As summer approaches, I want to provide some general perspectives for junior golfers. Many of you are getting ready to participate in summer tournaments with the goal to someday compete at the collegiate level. Others may move on after college to pursue professional golf, enter the golf business world, or simply enjoy the game throughout your life. Wherever golf leads you, there will be many lessons learned and memories to reflect upon. Throughout my years involved with golf, there have been a few perspectives that have resonated with me which are worth sharing as you begin competing in your summer tournaments.

Having a sense of being grateful for the wonderful opportunities that golf brings you is essential. Many of you are playing because you love the competition and the opportunity to be the best at something. Others might simply like to meet new friends or love the personal challenge of improvement. Whatever the level of ambition, be sure to thank those who make your golf experience possible—first and foremost, your parents or loved ones for supporting your passion to pursue the game you love. They are spending countless hours helping you have every opportunity possible to follow your dreams. As you compete in tournaments this summer, there are many others to thank who assist in making your golf experience memorable—the pro shop staff and/or club membership for allowing the tournament to be hosted at the golf course, the superintendent who prepares the course for competition, and the junior tour director and staff who run the actual event. A simple “thank you” can go a long way toward letting others know that you appreciate their contributions to this great game. As a coach, these seemingly routine courtesies were expected and emphasized among my team as we traveled to various tournaments and venues.

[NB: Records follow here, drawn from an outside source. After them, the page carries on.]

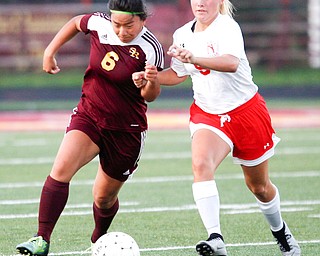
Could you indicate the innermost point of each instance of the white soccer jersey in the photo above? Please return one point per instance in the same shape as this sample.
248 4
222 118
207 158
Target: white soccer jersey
216 92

This sense of thankfulness will help you have a better attitude. During my coaching days, I watched players’ attitudes very closely, as one poor attitude would greatly affect the dynamics and culture of the entire team. It was critical for an incoming player to have an attitude that would be infectious in a positive manner. As I evaluated prospective recruits in tournament situations, I would watch closely how they reacted to a poor shot or poor hole in competition. I wanted to gain a sense of how well they handled adversity. Golf will inevitably present challenging situations, and maintaining a positive attitude will enable you to better handle those circumstances.

The last perspective I want to impress upon you is to ENJOY the game of golf. It is easy to get caught up in your score for the day or how you finished in the tournament. Remember, that golf is a game and one that you’ll be able to play for as long as you choose. Have fun competing, challenging yourself, being with friends, spending time outdoors, and traveling to new places. Certainly, golf and competition can be frustrating and even disappointing at times; however, having the proper outlook will allow you to stay steadfast in your pursuits.

Whether you are just beginning your entry into competitive golf or are in the middle of the recruiting process, much can be said for keeping things in perspective. While shooting the lowest score possible is your main objective, at the end of the day, all you can do is your best. Continue to be thankful for the opportunities that you have, learn from each competitive experience, and maintain a positive attitude. Enjoy the process and your personal journey with the game of golf.